Lux takes any DataFrame you pass in and analyzes it for possible visualizations. Then Lux will present the pre-configured visualizations that you can choose from. All you have to do is click the visualization you want and you’re done — no coding required! Lux is great for those who want to access visualizations more quickly in Python. Even for more advanced Python users, getting the syntax for a visualization right can be a time consuming process.

To install lux:

import lux
import pandas as pd
https://github.com/lux-org/lux

Lux will recommend and present a variety of charts, ranging from data exploration to more visual and geographical (if the data is pertinent).

With Lux’s intent feature, you can specify the columns you are interested in and it will recommend charts specific to those columns.

df.intent = ["Column1","Column2"]
df
https://github.com/lux-org/lux

Bokeh — Create Interactive Visualizations in Python

To start using Bokeh:

pip install bokeh

Bokeh is all about graphs that are interactive, allowing the end users to not only receive insights from the visualized data, but also from the ability toggle the data in new orientations.

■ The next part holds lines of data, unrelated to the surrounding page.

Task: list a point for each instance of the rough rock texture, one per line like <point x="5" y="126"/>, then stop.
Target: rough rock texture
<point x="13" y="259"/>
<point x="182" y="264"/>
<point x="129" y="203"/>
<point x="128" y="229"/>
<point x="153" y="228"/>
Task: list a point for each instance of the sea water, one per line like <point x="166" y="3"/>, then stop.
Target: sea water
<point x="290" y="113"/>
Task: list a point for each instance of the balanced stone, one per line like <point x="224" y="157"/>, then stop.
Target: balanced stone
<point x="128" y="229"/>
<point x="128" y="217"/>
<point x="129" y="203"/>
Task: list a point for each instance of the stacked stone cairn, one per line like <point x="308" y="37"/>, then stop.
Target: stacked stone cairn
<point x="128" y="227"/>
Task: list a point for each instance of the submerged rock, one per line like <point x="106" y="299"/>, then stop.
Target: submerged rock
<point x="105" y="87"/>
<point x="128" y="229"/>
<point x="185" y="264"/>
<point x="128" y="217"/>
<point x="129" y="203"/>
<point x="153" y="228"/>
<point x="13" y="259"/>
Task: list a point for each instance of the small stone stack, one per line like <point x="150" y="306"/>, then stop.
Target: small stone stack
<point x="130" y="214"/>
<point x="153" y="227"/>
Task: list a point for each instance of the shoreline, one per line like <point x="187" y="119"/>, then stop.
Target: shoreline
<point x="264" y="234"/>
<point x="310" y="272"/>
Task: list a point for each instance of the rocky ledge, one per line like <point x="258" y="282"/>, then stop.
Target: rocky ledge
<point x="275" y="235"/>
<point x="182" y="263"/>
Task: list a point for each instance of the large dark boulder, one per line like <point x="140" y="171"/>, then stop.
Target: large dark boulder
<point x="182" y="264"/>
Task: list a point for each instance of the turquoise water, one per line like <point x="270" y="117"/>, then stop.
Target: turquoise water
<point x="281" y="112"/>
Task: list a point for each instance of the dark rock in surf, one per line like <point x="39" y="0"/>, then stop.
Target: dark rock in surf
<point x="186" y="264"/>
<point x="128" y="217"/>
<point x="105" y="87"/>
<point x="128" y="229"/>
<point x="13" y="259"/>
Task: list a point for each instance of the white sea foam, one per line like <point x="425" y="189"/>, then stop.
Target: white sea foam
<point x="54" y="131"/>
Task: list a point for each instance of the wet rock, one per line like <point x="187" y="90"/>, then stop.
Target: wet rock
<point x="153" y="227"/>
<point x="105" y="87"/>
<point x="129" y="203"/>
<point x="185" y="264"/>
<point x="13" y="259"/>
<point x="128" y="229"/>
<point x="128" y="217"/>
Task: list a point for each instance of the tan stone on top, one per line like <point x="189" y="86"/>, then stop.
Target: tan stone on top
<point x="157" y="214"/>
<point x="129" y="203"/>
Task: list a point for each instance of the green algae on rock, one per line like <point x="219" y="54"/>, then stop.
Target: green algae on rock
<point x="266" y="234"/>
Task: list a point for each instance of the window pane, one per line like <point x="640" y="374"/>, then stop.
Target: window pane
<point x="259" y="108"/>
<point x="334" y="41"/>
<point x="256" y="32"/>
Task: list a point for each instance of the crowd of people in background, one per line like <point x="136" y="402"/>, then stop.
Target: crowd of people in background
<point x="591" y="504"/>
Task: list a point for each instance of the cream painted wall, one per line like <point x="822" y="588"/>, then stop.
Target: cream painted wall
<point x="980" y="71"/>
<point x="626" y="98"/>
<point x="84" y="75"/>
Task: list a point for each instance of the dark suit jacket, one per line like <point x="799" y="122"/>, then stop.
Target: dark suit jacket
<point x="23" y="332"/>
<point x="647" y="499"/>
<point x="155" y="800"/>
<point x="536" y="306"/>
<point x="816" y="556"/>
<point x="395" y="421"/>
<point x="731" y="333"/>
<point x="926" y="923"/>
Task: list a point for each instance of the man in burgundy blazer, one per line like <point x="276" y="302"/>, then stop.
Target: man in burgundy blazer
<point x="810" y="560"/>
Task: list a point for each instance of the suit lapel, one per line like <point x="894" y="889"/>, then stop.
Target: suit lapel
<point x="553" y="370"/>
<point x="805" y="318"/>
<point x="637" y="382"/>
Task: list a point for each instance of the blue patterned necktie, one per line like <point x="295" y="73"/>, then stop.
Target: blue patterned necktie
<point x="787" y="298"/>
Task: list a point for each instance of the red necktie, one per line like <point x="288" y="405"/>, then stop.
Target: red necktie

Here are some example graphs from the Bokeh documentation:

https://demo.bokeh.org/

Here is the full documentation

Here is a demo video from the Data Professor that walks through great graphing packages like Bokeh:

Mito — A Spreadsheet Extension for Jupyter Lab that Generates Code

Mito is an editable spreadsheet that you can call into your Python environment. Each edit you make in the Mitosheet will generate the equivalent Python in the code cell below. Mito is primarily used by two types of people. The first is Python users who want to save time on googling syntax and want to generate their code faster and more visually. The second is spreadsheet users who want to dive into Python analysis, but may not be proficient in coding yet.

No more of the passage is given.